Wednesday, March 18, 2015

Title

Simple Interactive Object Extraction in still images

Introduction

This article is about an algorithm for foreground extraction in still image. The presented approach has been derived from color signatures, a technique originating from image retrieval.

Methodology

Algorithm

·         Define foreground

·         Rest of the image is considered as background

·         Input

There are 3 user specified regions as inputs called “Trimap”.

·         Known background
·         Unknown region
·         Known foreground (optional)

Using additional selections the user may specify one or more “known regions”. Trimap is mapped to a confidence matrix where each element of the matrix corresponds to a pixel in the image.

 Values of the elements lie in the interval [0, 1] where a value of
0 – specifies known background
0.5 – Unknown region
1 – Known foreground

Any other value expresses uncertainty with a certain tendency towards one limit or the other.

Convert to CIELAB

·         Convert the entire image into the CIELAB color space

·         It is based on the opponent colors theory of color vision which assumes that two colors cannot be both green and red, nor yellow and blue at the same time.

·         Therefore single value can be used to describe the red/green and yellow/blue attributes.

·         L – lightness
·         A – red/green value
·         B – yellow/blue value

·         ‘White’ is used as approximation to all possible color and lighting conditions that might appear in an image.

Color Segmentation

·         Create a kind of color signature of the known background and use it to classify the pixels in the images as those belonging to the signature and those not belonging to the signature.

·         Use two stage k-d tree algorithm

·         To simply divide the given interval into two equally sized sub intervals (instead of splitting the sample set of its median).

·         1 stage:
ü  Approximate clusters are found by building up the tree and stopping when an interval at a node has become smaller than the allowed cluster diameter.
ü  At this point clusters may be split into several nodes.
·         2 stage:
ü  Nodes belong to several clusters are recombined.
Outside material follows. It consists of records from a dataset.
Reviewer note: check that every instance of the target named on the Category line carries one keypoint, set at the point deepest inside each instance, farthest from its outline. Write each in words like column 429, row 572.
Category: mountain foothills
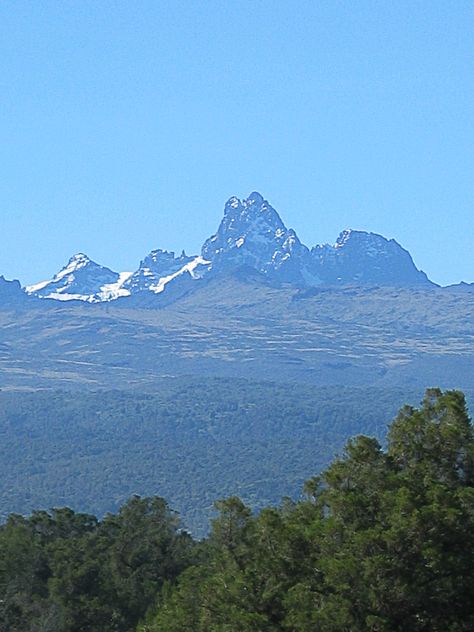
column 252, row 235
column 381, row 541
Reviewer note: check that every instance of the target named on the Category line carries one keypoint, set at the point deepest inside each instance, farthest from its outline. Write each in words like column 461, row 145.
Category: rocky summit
column 251, row 236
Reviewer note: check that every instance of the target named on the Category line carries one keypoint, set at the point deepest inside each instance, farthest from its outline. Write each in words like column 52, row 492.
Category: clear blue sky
column 125, row 126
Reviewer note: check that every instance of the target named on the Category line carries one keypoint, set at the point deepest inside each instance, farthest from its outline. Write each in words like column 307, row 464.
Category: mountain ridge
column 251, row 234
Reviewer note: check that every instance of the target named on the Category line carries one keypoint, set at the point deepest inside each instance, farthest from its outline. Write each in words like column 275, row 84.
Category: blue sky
column 125, row 126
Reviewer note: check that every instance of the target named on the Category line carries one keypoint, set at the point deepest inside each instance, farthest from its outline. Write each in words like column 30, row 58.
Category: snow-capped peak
column 80, row 279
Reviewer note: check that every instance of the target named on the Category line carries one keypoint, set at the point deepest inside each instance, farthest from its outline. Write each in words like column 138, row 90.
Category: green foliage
column 384, row 542
column 191, row 441
column 67, row 572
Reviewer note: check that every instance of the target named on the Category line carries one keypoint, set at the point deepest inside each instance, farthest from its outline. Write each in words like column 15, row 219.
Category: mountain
column 251, row 236
column 81, row 279
column 359, row 257
column 161, row 267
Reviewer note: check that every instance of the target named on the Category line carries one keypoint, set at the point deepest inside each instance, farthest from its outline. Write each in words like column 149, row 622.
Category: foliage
column 383, row 542
column 191, row 441
column 67, row 572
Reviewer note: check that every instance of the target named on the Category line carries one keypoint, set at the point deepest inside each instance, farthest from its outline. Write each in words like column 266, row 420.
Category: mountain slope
column 81, row 279
column 251, row 235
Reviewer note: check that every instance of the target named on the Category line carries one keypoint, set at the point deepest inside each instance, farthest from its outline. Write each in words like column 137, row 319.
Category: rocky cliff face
column 251, row 236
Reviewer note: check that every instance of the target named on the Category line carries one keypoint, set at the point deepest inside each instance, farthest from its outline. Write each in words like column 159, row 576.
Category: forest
column 381, row 540
column 192, row 440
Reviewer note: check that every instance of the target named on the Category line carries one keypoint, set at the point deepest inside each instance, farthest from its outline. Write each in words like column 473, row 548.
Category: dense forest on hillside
column 192, row 441
column 382, row 541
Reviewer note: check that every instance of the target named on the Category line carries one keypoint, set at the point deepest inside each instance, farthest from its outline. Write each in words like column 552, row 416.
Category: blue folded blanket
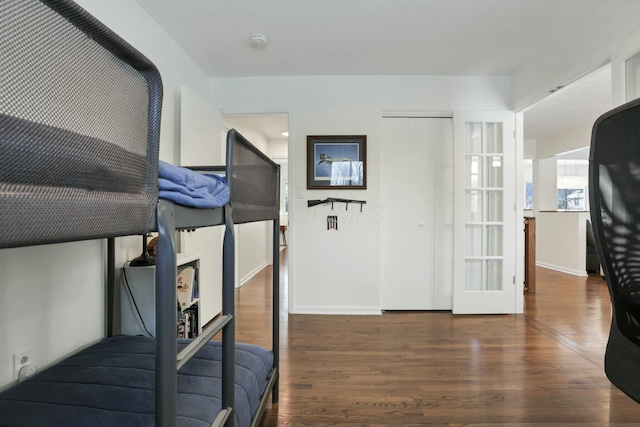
column 189, row 188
Another k-d tree clustering is performed using just the cluster centroid from the 1st stage.


ü  Use different cluster sizes L – 0.64, A – 1.28, B – 2.56

ü  Build the k-d tree and store the interval boundaries in the nodes. Given a certain pixel all that has to be done is to traverse the tree to find out whether it belongs to one of the known background clusters or not.


ü  Another k-d tree is built for known foreground. Each pixel is checked against the known foreground. If it doesn’t belong to either one of the trees, it is assumed to belong to the cluster with the minimum Euclidian distance between the pixel and each cluster’s centroid.

Post processing

ü  Eliminate the background colors that appear in the foreground

ü  Assume the biggest region is the one of user interest and eliminate all other regions.

ü  Confidence matrix – identify the regions that were classified as foreground. 

Applications

The advantage of the algorithm is that its central data structure is efficient and not spatially bounded to a certain picture, like a graph spanned between pixels. Once built, the structure can be reused for subsequent frames in a video.